La contracción monetaria no parece estar restringiendo la demanda interna
Presumiblemente también, la demanda de pesos se ve incrementada fuertemente en estos días como consecuencia del saldo positivo de la balanza de servicios turísticos. La hipótesis con la cual trabajan las autoridades tiene en cuenta un ingreso de turistas en estas vacaciones de invierno, aproximado a las sesenta mil personas, incluidos unos veinticinco mil argentinos. Al día de ayer aún no había estimaciones sobre la salida de uruguayos por similar concepto, una de las variables más interesantes para estimar cuál es la propensión al gasto medio en este rubro de las familias y aproximarse por tal vía a una estimación de cómo evoluciona el consumo. Empero, ya hay algunas estimaciones acerca de cuál sería el porcentaje de incremento del gasto en el consumo interno de las vacaciones de julio, medido por un indicador indirecto pero muy representativo, el tránsito en la estación de Tres Cruces, el que estaría creciendo en órdenes del 6% y 7% en relación a lo observado en las vacaciones julianas del año pasado.

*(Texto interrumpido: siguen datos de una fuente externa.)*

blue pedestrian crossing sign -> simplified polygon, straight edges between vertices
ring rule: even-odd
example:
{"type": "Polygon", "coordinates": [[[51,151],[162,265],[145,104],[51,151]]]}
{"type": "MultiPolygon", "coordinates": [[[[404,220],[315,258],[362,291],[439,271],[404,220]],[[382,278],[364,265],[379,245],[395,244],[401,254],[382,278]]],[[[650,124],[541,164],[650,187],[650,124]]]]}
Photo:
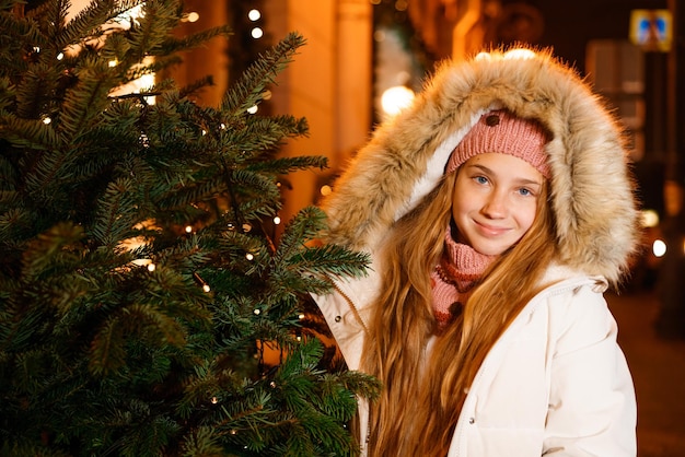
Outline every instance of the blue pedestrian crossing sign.
{"type": "Polygon", "coordinates": [[[643,50],[671,50],[673,22],[669,10],[630,11],[630,40],[643,50]]]}

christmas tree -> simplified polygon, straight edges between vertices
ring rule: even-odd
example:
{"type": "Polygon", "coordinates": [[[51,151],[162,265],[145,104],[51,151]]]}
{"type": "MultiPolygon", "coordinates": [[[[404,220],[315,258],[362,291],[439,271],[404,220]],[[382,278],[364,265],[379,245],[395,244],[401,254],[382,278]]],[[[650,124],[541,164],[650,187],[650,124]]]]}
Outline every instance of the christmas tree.
{"type": "Polygon", "coordinates": [[[209,80],[125,87],[228,27],[174,37],[177,0],[68,8],[0,0],[0,454],[356,454],[378,384],[322,368],[302,317],[367,258],[310,243],[315,208],[276,239],[279,179],[325,160],[278,157],[304,119],[251,114],[303,38],[200,107],[209,80]]]}

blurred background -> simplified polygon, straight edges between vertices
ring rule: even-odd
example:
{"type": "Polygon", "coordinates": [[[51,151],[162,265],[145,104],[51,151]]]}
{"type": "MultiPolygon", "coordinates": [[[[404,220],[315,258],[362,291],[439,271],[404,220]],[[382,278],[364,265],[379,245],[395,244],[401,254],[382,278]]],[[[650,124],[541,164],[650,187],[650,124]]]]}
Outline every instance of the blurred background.
{"type": "MultiPolygon", "coordinates": [[[[32,3],[31,1],[28,3],[32,3]]],[[[39,3],[39,2],[38,2],[39,3]]],[[[89,4],[72,1],[72,11],[89,4]]],[[[329,192],[373,127],[421,89],[443,59],[491,46],[552,47],[620,117],[645,226],[643,250],[607,298],[635,376],[639,455],[685,456],[685,5],[677,0],[186,0],[181,35],[224,23],[234,34],[184,57],[171,74],[211,74],[197,103],[218,105],[243,70],[289,32],[307,39],[264,115],[305,117],[310,136],[281,154],[329,168],[283,186],[287,221],[329,192]]],[[[141,82],[141,85],[150,82],[141,82]]]]}

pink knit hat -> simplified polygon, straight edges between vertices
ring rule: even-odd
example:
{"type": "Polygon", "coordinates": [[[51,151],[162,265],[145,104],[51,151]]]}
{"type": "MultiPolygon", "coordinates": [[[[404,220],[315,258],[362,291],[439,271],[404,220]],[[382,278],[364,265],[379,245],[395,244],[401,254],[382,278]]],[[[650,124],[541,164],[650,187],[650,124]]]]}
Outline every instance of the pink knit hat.
{"type": "Polygon", "coordinates": [[[514,117],[506,110],[489,112],[456,145],[445,173],[452,173],[474,155],[498,152],[523,159],[545,178],[549,178],[549,165],[545,144],[549,141],[543,126],[533,119],[514,117]]]}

Desafíos fuertes para la política monetaria
Más allá de la importancia del registro y evaluación del movimiento turístico y el gasto de los uruguayos en estas vacaciones sobre las cuentas nacionales y la propia evaluación de las políticas sectoriales, los datos son importantes para intentar entender un poco más qué es lo que sucede efectivamente con la demanda, desde un enfoque de interés monetario o, mejor dicho, acerca de si la nueva contracción monetaria que está implementando el Banco Central alcanza o no para contener los rebrotes inflacionarios que han aparecido como factor de riesgo con fuerte ponderación en la perspectiva de estabilidad. El BCU es responsable, sobre todas las cosas, de asegurar que la expectativa de inflación que tiene el mercado se ubiquen en el rango del 4,5%-6,5%, la meta oficial para los próximos doce meses. De no ser así, la expectativa de un deterioro o una valorización excesiva de la capacidad adquisitiva de los salarios e ingresos en moneda nacional generaría conductas de especulación y caída de la inversión difíciles de soportar para la fragilidad de la economía. En esa línea de responsabilidades, el BCU está enlenteciendo marcadamente la expansión de la cantidad de pesos que dispone el público. Eso es lo que se puede observar en la gráfica adjunta, pese a que ni el mercado ni el propio BCU tengan disponibilidad inmediata de la información sobre la cantidad de pesos que efectivamente están en el mercado en estos días.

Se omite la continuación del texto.